Тогда я понял, что за мной наблюдают. Все мое тело напряглось под чужим взглядом, по коже побежали мурашки, и стало больно глазам, которые силились привыкнуть к этой засасывающей черноте. Мне было до одури страшно, но к ужасу примешивалось что-то еще, очень похожее на ту дурноту, которую я почувствовал, когда смотрел на танец Фредди под мелодии кабаре. Это было нечто вроде страха и жажды одновременно, как если бы человек увидел возлюбленную, которую безнадежно желал, а в ее руках – удавку. Я не сомневался, что наблюдает за мной женщина. Очень медленно я повернулся. Никого не было.
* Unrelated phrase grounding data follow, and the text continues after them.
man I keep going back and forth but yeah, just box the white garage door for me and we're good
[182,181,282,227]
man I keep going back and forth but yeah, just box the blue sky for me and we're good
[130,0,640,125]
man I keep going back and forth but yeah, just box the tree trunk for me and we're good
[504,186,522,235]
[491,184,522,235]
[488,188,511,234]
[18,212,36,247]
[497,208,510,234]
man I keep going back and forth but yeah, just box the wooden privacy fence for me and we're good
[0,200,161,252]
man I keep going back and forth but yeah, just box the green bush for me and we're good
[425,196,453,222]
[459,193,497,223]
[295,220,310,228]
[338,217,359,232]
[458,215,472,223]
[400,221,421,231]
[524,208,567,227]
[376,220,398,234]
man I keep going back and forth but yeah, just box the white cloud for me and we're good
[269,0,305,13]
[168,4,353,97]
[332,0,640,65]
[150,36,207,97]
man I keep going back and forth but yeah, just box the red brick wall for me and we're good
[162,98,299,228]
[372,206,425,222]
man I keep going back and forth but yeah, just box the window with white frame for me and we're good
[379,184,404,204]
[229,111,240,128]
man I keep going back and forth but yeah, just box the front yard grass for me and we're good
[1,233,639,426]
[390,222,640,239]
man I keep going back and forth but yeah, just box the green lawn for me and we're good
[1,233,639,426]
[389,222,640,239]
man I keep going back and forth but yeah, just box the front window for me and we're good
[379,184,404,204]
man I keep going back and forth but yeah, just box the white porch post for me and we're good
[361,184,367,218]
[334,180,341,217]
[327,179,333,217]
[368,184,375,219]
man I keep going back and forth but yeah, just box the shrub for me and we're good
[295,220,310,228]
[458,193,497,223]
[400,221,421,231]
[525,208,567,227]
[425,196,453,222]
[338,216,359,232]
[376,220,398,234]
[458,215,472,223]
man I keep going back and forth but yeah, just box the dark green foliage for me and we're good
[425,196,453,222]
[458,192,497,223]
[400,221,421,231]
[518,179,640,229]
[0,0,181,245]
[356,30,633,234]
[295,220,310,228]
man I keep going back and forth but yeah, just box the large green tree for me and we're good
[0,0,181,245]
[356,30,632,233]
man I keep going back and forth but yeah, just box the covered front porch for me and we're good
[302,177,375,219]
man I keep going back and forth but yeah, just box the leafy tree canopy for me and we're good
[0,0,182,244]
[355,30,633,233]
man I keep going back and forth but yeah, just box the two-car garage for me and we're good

Потом зажегся свет, и я увидел на ступеньках мать. Цвет ее платья, на самом деле тусклого и невзрачного, как и все, что она носила, показался мне таким же ярким, как цветы, которые стояли у фрау Байер в камине. Чернота растаяла. Мать сказала:

– Поднимайся, нечего там топтаться, еда уже на столе.

Я подошел, обнял ее за талию и положил голову ей на плечо. Она была теплой и надежной, пахла мылом и уксусом. Мать неуклюже похлопала меня по плечу: «Ну что ты, а? Что такое?» Мы вошли в дом. Отец уже ужинал.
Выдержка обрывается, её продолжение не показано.